童山剛從臥房裡換了件衣裳,出來就瞧見兩人嘀嘀咕咕的不曉得在說些甚,等她剛要坐過去的時候,卻聽見門外傳來吵鬧聲。
「裡面的給我出來!」一聲尖銳的嗓門刺進院裡三人耳中。
關氏當即眉頭狠皺,將手裡的糖膏往桌上一丟,起身走過去開院門:「都來我這吵什麼!」
童山也走了上去,目光瞄向門外的那群人。
看見打前頭的許雲臻她就知曉是什麼事了。
許雲臻她爹陳氏將自己的女兒拉到身前,指著她嘴角的淤青,聲音尖細的質問著:「你瞧瞧你女兒將我們阿臻打成什麼樣了!?」
關氏瞥了那少女的嘴角一眼,淡聲道:「亂說個甚?我家阿山從來不打人。」
「不打人?那你叫她出來!我女兒都被打成這樣了,你還說不打人!?」
劉村長也跟了過來,見人這般激動,連說了幾句:「雲臻她爹你別激動,咱先將事兒搞清楚了再說。」
「什麼搞清楚!」陳氏卻是不聽,拉著自己的女兒到跟前:「村長你瞧瞧我家阿臻,連我和她娘都不捨得打她一下,現在這人就下這般狠手,還有沒有理了!」
許家家主明顯是個管不得事的,只在一旁附和著點頭。
「是我打的。」童山走出院門,腰板挺直絲毫不懼,看了許雲臻一眼又道:「不過是她出言不遜在先。」
「什麼出言不遜!?我女兒從來都是待人和善有禮,分明是你打了人還胡扯!」見人出來了,陳氏就更是來勁了,指著她對村長道:「村長這人打了我家阿臻若是不還個理是如何都不成。

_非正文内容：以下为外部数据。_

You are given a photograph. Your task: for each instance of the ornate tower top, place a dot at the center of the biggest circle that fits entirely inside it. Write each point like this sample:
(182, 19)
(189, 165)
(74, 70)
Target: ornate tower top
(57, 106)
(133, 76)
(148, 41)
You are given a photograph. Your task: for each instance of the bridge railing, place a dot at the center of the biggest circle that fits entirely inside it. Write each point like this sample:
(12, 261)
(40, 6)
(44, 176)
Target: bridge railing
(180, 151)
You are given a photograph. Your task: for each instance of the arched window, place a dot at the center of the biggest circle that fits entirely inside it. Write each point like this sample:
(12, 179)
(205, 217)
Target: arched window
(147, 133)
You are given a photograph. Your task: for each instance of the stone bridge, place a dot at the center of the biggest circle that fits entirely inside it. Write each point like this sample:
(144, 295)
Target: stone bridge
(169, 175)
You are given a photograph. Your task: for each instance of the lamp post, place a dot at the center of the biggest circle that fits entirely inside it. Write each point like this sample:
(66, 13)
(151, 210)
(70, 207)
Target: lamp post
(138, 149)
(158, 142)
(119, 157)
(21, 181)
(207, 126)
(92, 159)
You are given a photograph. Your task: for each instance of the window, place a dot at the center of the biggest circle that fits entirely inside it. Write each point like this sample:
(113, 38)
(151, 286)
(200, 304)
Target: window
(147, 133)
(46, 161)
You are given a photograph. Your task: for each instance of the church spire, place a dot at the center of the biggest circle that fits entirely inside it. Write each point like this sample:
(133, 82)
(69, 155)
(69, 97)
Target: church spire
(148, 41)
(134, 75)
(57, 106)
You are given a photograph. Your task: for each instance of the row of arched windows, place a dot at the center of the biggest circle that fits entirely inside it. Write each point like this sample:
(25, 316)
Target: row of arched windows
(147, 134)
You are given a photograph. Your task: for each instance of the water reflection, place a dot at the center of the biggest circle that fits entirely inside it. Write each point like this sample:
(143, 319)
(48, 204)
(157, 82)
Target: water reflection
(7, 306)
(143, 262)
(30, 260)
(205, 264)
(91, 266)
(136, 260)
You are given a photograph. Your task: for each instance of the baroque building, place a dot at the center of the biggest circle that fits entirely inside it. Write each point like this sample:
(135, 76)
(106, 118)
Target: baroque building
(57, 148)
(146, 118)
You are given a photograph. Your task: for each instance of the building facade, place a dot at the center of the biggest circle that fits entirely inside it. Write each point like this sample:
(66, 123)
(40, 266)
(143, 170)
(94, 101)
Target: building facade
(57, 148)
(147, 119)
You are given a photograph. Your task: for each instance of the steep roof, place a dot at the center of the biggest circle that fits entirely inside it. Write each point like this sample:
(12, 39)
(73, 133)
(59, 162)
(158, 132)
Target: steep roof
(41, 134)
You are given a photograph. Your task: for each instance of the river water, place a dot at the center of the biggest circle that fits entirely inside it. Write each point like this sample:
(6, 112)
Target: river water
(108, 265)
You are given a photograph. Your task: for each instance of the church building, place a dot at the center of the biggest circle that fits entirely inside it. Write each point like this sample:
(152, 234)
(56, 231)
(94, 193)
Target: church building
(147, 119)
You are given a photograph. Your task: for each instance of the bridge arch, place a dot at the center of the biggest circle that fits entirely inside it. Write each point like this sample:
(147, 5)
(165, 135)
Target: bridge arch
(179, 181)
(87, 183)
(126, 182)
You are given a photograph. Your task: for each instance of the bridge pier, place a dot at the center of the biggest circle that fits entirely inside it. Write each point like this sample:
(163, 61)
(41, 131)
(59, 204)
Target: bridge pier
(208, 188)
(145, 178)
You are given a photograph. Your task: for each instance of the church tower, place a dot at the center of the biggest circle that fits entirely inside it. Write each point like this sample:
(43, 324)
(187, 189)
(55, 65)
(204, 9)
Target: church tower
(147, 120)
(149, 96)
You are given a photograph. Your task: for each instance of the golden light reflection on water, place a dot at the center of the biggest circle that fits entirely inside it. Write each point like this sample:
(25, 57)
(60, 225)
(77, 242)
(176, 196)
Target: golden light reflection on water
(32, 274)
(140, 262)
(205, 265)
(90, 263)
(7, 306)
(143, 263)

」
劉村長被他尖銳的嗓門吵得頭痛,努力勸了他也不聽,她沉下臉高呵了一聲:「行了!有完沒完!」
作為一村之長多少都是有些威嚴的,陳氏咬了咬牙,終於靜了下來。
劉村長瞪了他一眼,看向一旁靜默的童山:「童山到底是怎麼回事,你說說。」
童山抿了抿唇,沉聲道:「她出言辱了我的朋友,所以才沒忍住打了她。」
活剛一出陳氏又靜不住了,大聲嚷嚷著她女兒不可能說那種話,指著童山說她是污衊。
吵鬧聲甚至將隔壁的葉家都吵了過來,葉開夏不明所以的看著這個場景。
見到葉長秋,陳氏話音一轉:「當時長秋也在那,不信就問問他!」
當即所有人的目光都投向了那精緻的少年。
葉長秋淡淡看了一眼站那的童山,垂眸輕聲道:「長秋並不知曉童山姐姐為何要打人。」
「可是雲臻她說了甚不好的在先?」劉村長問了一聲。
少年輕搖頭,低垂的眸子儘是冷漠,紅唇輕掀:「不曾。」
霎時許家又是一陣鬧哄,指著那高大的女子如何都要讓劉村長給他們一個理。
一直在旁邊沉默的關氏在聽到一句對他女兒的謾罵時在也忍不住了,走上前怒吼了一聲:「我女兒說是她出言不遜在先那便是,再罵我女兒我撕了你們的嘴!」
一聲嘹亮的怒吼一瞬間鎮住了哄鬧的人,最先反應過來的陳氏氣得臉都有些扭曲,指著他的鼻子一通罵:「什麼樣的爹教出什麼樣的女兒,你女兒打了我家阿臻還敢這般猖狂,還有沒有天理了!」
剛說完就被走到身前的高大身影唬住,童山面色黑沉的盯著他:「不准說我阿爹!」
「你你要做甚,莫不是還想連我也打了!」陳氏那囂張氣焰明顯弱了下去。
童山眼眸黑沉的看著他,不語。
劉村長揉了揉眉心,看不過眼的擺擺手:「好了好了,都少說兩句,童山快道個歉就是。」
「道歉!?」中年男子聲音尖銳難聽,剛弱下去的陳氏聽這麼一句又氣紅了眼:「我家阿臻可是未來的狀元,現在被打成這樣,怎麼可能一句道歉就過去了!」
不就是嘴角淤青了一塊嗎?劉村長不耐煩起來:「那你還想如何?」
「賠了湯藥費再給我們阿臻磕個頭道歉!」
陳氏提出的要求簡直就是無理取鬧。
還沒等劉村長想出對策,便瞧見一個人影撲向了陳氏。
關氏眼眸泛起狠光,一隻手拽著男子的頭髮,另一隻手狠狠抽著他耳光,惡聲道:「磕頭?等我扒了你的嘴皮子就叫她去你的墳前磕頭!」
男子的這一系列動作驚得眾人淬不及防,還沒等她們反應過來時,他已經將陳氏打倒在地,單手按住他額頭,手扣著他的下顎往兩邊用力掰著,當真是想將他的嘴撕爛!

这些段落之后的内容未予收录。